ソウ3

●ソウ3

監督:
  • ダーレン・リン・バウズマン(『ソウ2』)
製作総指揮/原案:
  • ジェームズ・ワン(『ソウ』監督)
製作総指揮/原案/脚本:
  • リー・ワネル(『ソウ』脚本)
出演:
  • トビン・ベル(『ソウ』)
  • ショウニー・スミス(『ソウ』)
  • ダイナ・メイヤー(『ソウ』)
  • アンガス・マクファデン(『ブレイブハート』)
  • バハール・スーメキ(『クラッシュ』)



夫との関係がギクシャクしている女医リンが拉致誘拐された。ジグソウの命を一時長らえさせるためにアマンダがジグソウに言われ連れてきたのだ。彼女の首にジグソウの心拍とリンクした爆弾が装着された……。

息子を飲酒運転の交通事故で亡くし、その復讐に取り憑かれ、家庭が壊れかけている男ジェフ。目覚めるとそこは見知らぬ場所。ジグソウのテープレコーダーが鳴る。目当ての男にたどり着きたければドアを開けろと。そこでは事故の証言を拒んだ目撃者、軽い刑をくだした判事たちが悲惨な目にあっていた……。


……ほう、これは続編としてお見事。

最初に言っておきますが、本作は絶っ対に1作目、2作目を観てから観ること。シリーズ物だから当然のこととはいえ、これほどまでに3部作としての意味合いが強い作品はありません。

本作の構造を形成する上で、前作までに繰り広げられた数々の状況の舞台裏が描写されています。ネタバレです。なのでこの感想も前2作に関わる部分はネタバレしているので未見の方はご注意を。



まず、本シリーズにずっと関わる女刑事ケリーが冒頭の事件の手口が今までのジグソウとは違うことを指摘します。続く事件ではさらに理不尽な狂気でしかない有り様。前作でアマンダが2代目ジグソウとなったことはハッキリしたわけですが、どうやら彼女はジグソウとしての美学など身に付けていなかった模様です(所詮は逆恨みの美学ですが)。

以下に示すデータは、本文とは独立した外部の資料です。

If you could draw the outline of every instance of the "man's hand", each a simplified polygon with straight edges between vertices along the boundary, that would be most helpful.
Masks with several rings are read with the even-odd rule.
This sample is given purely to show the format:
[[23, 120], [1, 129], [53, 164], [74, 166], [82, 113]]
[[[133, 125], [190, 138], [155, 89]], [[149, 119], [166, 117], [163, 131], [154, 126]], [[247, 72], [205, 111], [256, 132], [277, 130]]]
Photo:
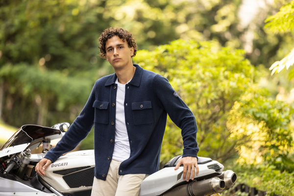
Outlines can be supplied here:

ここまで観て私は「あぁ、やはりハリウッドシステムはジェイソンやフレディが辿ったように、ジグソウをもただの殺人鬼キャラに貶めてしまったのか」とガッカリしました……が、実はここが本作の出発点(ネタバレになるのでこれ以上書けないけど)。

ちなみに宣伝では、「1人の男が閉じ込められ、恨む相手3人を処刑するかどうかをジグソウ提供のゲームの中で問われる」という部分しか紹介されてなかったので、この理不尽な殺人鬼と相まって、ホラーによく見る形骸化した続編作品になったかと思いました。

しかも、このあとソリッド・シチュエーション・スリラーはすぐには展開せず、女医リンの拉致誘拐からジグソウ側のドラマが始まります。しかし、この代物も殺人鬼メロドラマの様相を呈しており、正直、この時点でも本作がどういう方向に精度を落とした続編作品なのかが掴めないという感想しか出ません。



そして、やっと宣伝にもあった息子を亡くした男ジェフの復讐心のゲームが始まります。ジグソウが女医を呼んだのは、このゲームを見届ける時間が必要だったからですが、そのためジェフがゲームをクリアするごとにそれをチェックするアマンダへと描写が移り、それに伴いジグソウらのメロドラマも平行して描かれるという構造に。

ここがポイント。

この二重構造の意味を見い出した時、やっと本作を評価できました。ただし、一番最後のアレは読みようもなかったけど、その手前のアマンダ絡みのアレはちょっと読めすぎてしまうのがもったいない。もう少しバレない工夫が欲しかったかな?

でも、全体的には非常に上手く構成されていて、ジグソウの見事な人間ピタゴラスイッチの構築にはある意味感嘆です。私はかなり進むまで"彼ら"の関係性に気付かなかったですしね。



今回は1作目のリー・ワネルが脚本を担当し、監督は2作目のダーレン・リン・バウズマンが続投するというソウシリーズにとって私的には最強布陣。当然の満足感でしたね(もし1作目もバウズマンが監督してたら私的には良かったんですが)。

こういったシリーズ物の常套ではナンバーを重ねるごとに本質が拡散してしまうところを、まさかの1作目への帰結を奥底に隠し持たせ、実に濃厚なソリッド感を維持、かつシリーズとして芳醇にした傑作。痛ぁ~い描写に拒否反応がなければ是非。お勧めです。



さて、あの顛末では「3部作完結」となるところ(解決させていない部分もありますが)ですが、あの顛末からの続編『4』というものを期待してしまっている自分がいたりして。期待!